# Role of hippocampal HCN Channels in social avoidance

> **NIH NIH R01** · AUGUSTA UNIVERSITY · 2024 · $393,981

## Abstract

Contact PD/PI: Kim, Chung Sub
Abstract
Social stress in humans increases the risk of mental health problems. Individuals who experience physical and/or
emotional bullying display anxiety, depression, and social avoidance. Despite the gender differences and
individual variance in stress-related mental disorders, most preclinical research on the effects of social stress
has been conducted on male subjects. Chronic social defeat stress (CSDS) is a rodent model of psychosocial
stress that causes fear-based social avoidance and anhedonia. We have developed direct physical (i.e., inter-
male and inter-female aggression) and witnessing mouse models of social avoidance. Using male and female
mouse models of social avoidance, we find that hyperpolarization-activated cyclic nucleotide-gated nonselective
cation (HCN) channels are increased in the dorsal hippocampus of susceptible male and female mice.

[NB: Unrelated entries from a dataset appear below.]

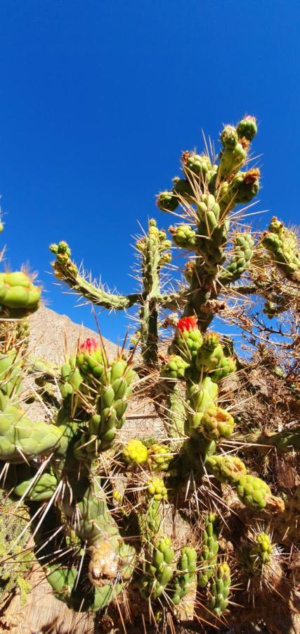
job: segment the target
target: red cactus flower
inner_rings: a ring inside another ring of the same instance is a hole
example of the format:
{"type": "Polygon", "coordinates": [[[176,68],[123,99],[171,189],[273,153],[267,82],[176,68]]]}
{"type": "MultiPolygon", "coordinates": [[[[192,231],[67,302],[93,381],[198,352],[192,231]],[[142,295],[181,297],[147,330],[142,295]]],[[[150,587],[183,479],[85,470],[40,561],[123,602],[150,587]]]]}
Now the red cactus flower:
{"type": "Polygon", "coordinates": [[[197,330],[197,317],[195,315],[191,317],[182,317],[177,322],[177,330],[180,332],[183,332],[183,330],[197,330]]]}
{"type": "Polygon", "coordinates": [[[91,354],[98,347],[96,339],[94,339],[93,337],[88,337],[88,338],[79,346],[79,352],[87,352],[88,354],[91,354]]]}

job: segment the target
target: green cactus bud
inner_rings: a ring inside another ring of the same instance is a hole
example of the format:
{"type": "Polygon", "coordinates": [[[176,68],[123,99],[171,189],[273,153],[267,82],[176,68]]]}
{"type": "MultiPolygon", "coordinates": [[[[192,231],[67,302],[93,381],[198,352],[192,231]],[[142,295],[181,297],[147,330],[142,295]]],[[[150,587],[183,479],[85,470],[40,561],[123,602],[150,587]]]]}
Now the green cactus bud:
{"type": "Polygon", "coordinates": [[[195,174],[205,181],[211,170],[211,163],[208,156],[203,154],[195,154],[193,152],[183,152],[181,156],[183,173],[187,178],[195,174]]]}
{"type": "Polygon", "coordinates": [[[235,128],[233,125],[226,125],[221,132],[220,141],[223,147],[233,149],[238,142],[235,128]]]}
{"type": "Polygon", "coordinates": [[[209,456],[205,461],[207,471],[219,482],[234,486],[241,474],[246,474],[244,463],[237,456],[209,456]]]}
{"type": "Polygon", "coordinates": [[[221,438],[229,438],[234,428],[235,421],[229,412],[214,406],[203,414],[199,430],[209,440],[218,441],[221,438]]]}
{"type": "Polygon", "coordinates": [[[161,478],[150,478],[147,485],[147,495],[154,499],[167,499],[167,489],[161,478]]]}
{"type": "Polygon", "coordinates": [[[162,367],[162,376],[166,378],[183,380],[188,363],[178,354],[171,354],[169,361],[162,367]]]}
{"type": "Polygon", "coordinates": [[[169,227],[169,230],[176,247],[180,247],[181,249],[195,249],[196,232],[192,229],[190,225],[169,227]]]}
{"type": "Polygon", "coordinates": [[[230,568],[225,561],[216,566],[211,583],[211,597],[209,608],[218,618],[228,605],[228,597],[230,591],[231,576],[230,568]]]}
{"type": "Polygon", "coordinates": [[[244,137],[247,141],[252,141],[257,133],[257,125],[255,117],[247,115],[237,125],[239,139],[244,137]]]}
{"type": "Polygon", "coordinates": [[[128,464],[143,464],[146,462],[148,452],[147,447],[141,440],[132,438],[125,445],[122,456],[128,464]]]}
{"type": "Polygon", "coordinates": [[[152,471],[167,471],[172,459],[169,447],[155,443],[148,450],[148,464],[152,471]]]}
{"type": "Polygon", "coordinates": [[[226,148],[220,152],[219,173],[224,178],[235,174],[247,158],[247,150],[241,143],[237,143],[234,148],[226,148]]]}
{"type": "Polygon", "coordinates": [[[162,211],[175,211],[178,200],[173,192],[161,192],[157,197],[157,205],[162,211]]]}
{"type": "Polygon", "coordinates": [[[171,599],[174,605],[178,605],[193,588],[196,579],[197,552],[195,548],[185,546],[181,549],[177,564],[177,574],[174,580],[171,599]]]}
{"type": "Polygon", "coordinates": [[[198,328],[196,317],[183,317],[177,323],[174,344],[174,352],[179,353],[186,361],[197,356],[202,343],[202,335],[198,328]]]}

Moreover,
the levels of HCN protein expression and hyperpolarization-activated current (Ih) are higher in susceptible female
mice than in susceptible male mice. Notably, behavioral responses to social defeat are different between male
and female mice. Consistent with these preclinical findings, HCN1 mRNA expression in isolated CA1 areas is
elevated in human patients with major depressive disorder. We hypothesize that hippocampal HCN channels
mediate sex-dependent behavioral coping and individual differences in social avoidance. To test this hypothesis,
we propose three specific aims. In Aim 1, we will test the hypothesis that the changes in neuronal activity
mediated by the HCN channels in the hippocampal CA1 neurons affect behavioral susceptibility and resilience
to social defeat. In Aim 2, we will test the hypothesis that the HCN channels in the hippocampal CA1 neurons
affects sex differences in behavioral coping with social defeat and individual differences in social avoidance. In
Aim 3, we will test the hypothesis that estradiol promotes sex-dependent behavioral susceptibility and passive
coping with social defeat through HCN channels. Together, the results are expected to provide insights into the
novel molecular and cellular mechanisms underlying dendritic HCN channels that regulate stress coping and
individual differences in social defeat and offer novel therapeutic targets for stress-related mental disorders.

## Key facts

- **NIH application ID:** 10990378
- **Project number:** 1R01MH134958-01A1
- **Recipient organization:** AUGUSTA UNIVERSITY
- **Principal Investigator:** Chung Sub Kim
- **Activity code:** R01 (R01, R21, SBIR, etc.)
- **Funding institute:** NIH
- **Fiscal year:** 2024
- **Award amount:** $393,981
- **Award type:** 1
- **Project period:** 2024-07-10 → 2029-02-28

## Primary source

NIH RePORTER: https://reporter.nih.gov/project-details/10990378

## Citation

> US National Institutes of Health, RePORTER application 10990378, Role of hippocampal HCN Channels in social avoidance (1R01MH134958-01A1). Retrieved via AI Analytics 2026-05-27 from https://api.ai-analytics.org/grant/nih/10990378. Licensed CC0.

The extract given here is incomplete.